For the band from St. Brigid, the spring of 1994 was transformative. On June 30, they were locked out of their church, but refused to give up. Eight years later, in 2002, they followed with seasoned sadness the breakthrough reporting on clergy abuse by the Boston Globe. In 2004, Monsignor O'Shea was finally convicted -- of embezzling about $200,000 from the church. He was sentenced to time served, and the more than 200 molestation charges against him were dropped because the statute of limitations had expired. That same year, parishioners from St. Brigid marked their ten-year anniversary of fighting to see St. Brigid reopened. They continued to meet once a week, and their crusade had taken them from their sunlit sanctuary in San Francisco to the halls of the Vatican in Rome. Locked outside of their church, distanced from clergy leaders, they began to make their own small miracles. They found faith on their own terms. Slowly, they forged a family from strangers. Their reverence toward priests was more cautiously given.

Lifelong Catholic Mary Alacia -- she grew up attending St. Brigid, with girls sitting on one side of the aisle and boys on the other -- said revelations of abusive priests made her stop attending Mass regularly. "Our faith became more private after that," said Alacia, who is 90. Joe Dignan, Eleanor Dignan's son and a self-professed "lapsed Catholic," said, "We learned that the gorgeous houses of worship and elaborate traditions celebrated by priests do not hold our faith. We learned during this painful time that faith is something deep inside."

Since 2004, the Archdiocese of San Francisco has paid more than $67 million to settle 100 clergy abuse cases.
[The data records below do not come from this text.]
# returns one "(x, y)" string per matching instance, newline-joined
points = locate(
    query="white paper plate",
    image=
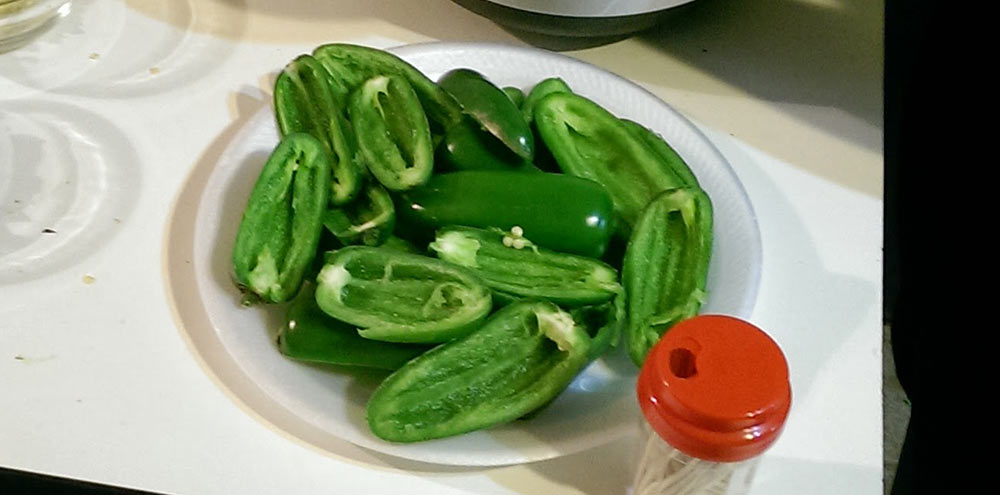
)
(311, 401)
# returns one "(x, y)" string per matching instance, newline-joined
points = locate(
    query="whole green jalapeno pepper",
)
(524, 356)
(556, 211)
(540, 90)
(311, 335)
(588, 141)
(510, 264)
(466, 147)
(368, 220)
(666, 266)
(395, 296)
(352, 65)
(492, 109)
(305, 102)
(392, 131)
(515, 94)
(281, 225)
(543, 156)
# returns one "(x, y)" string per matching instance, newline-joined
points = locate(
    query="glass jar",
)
(714, 394)
(19, 19)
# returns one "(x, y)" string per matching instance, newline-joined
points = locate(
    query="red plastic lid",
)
(716, 387)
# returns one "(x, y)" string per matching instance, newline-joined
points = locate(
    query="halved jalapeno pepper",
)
(588, 141)
(311, 335)
(666, 266)
(544, 88)
(395, 296)
(523, 357)
(466, 147)
(393, 135)
(355, 64)
(492, 109)
(560, 212)
(280, 229)
(305, 102)
(368, 220)
(510, 264)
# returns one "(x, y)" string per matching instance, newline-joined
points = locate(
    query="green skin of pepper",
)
(352, 65)
(304, 102)
(559, 212)
(540, 90)
(368, 220)
(467, 147)
(588, 141)
(515, 95)
(492, 109)
(394, 296)
(528, 271)
(665, 270)
(523, 357)
(311, 335)
(279, 233)
(393, 134)
(543, 157)
(667, 154)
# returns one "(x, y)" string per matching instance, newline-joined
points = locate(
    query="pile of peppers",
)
(482, 243)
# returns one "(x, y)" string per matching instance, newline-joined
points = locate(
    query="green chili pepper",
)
(400, 244)
(304, 102)
(392, 130)
(510, 264)
(280, 229)
(524, 356)
(369, 219)
(588, 141)
(559, 212)
(466, 147)
(400, 297)
(666, 266)
(543, 156)
(311, 335)
(544, 88)
(603, 322)
(515, 94)
(491, 108)
(355, 64)
(668, 156)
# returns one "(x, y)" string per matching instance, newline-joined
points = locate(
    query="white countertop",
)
(128, 98)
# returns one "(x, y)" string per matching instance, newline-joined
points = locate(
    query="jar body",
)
(664, 470)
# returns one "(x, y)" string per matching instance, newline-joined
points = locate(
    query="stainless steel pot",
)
(575, 18)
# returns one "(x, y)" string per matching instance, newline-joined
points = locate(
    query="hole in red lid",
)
(682, 363)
Nationally, nearly 14,000 molestation claims have been filed against Catholic clergy, and abuse-related costs for the U.S. Church have reached more than $2.3 billion. Hundreds of parishes across the country are being closed and consolidated, due to a number of factors -- including the fallout from the sexual abuse scandal. The struggle for St. Brigid represents the longest parish protest in Catholic America.